Mr. Sullivan
Well-Known Member
It was not about Iger's ego not allowing him to see issues with the sequels, it was about Iger forgetting that the Star Wars fanbase is notoriously impossible to please and full of some deeply, deeply rotten people (and I say this as a member of said fanbase) and that even if the sequels were the best films ever made in the history of cinema, there'd be a line out the door of people with lists of reasons they hated them as long as my forearm.I have loved Star Wars since I was nine years old and I acknowledge it's a bad fit and honestly has outlived its welcome. I feel the same way about the two American incarnations of Star Tours especially with the advent of Galaxy's Edge in completely different areas of their respective parks. I would have set the land in the timeline of the original trilogy but Iger's ego was too strong to fathom that the Sequel Trilogy was going to implode.

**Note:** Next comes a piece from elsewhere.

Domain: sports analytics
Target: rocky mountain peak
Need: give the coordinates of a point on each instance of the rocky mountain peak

It was perfectly reasonable to design the land with the sequels in mind, especially when the reception to the first of them was massive enthusiasm. Very few could've predicted what was going to happen culturally around those movies. By the time people started acting stupid, it was way too late for them to change course on that.
You really, really cannot blame everything you don't like on Bob Iger and/or his ego. Issues run much deeper than Iger as a lone figure, and in some cases you're drawing a connection to Iger that just isn't even really even there.
Let's critique Bob Iger for real, tangible reasons (there is no shortage of proven things to call him on) instead of the fan fiction you write about him.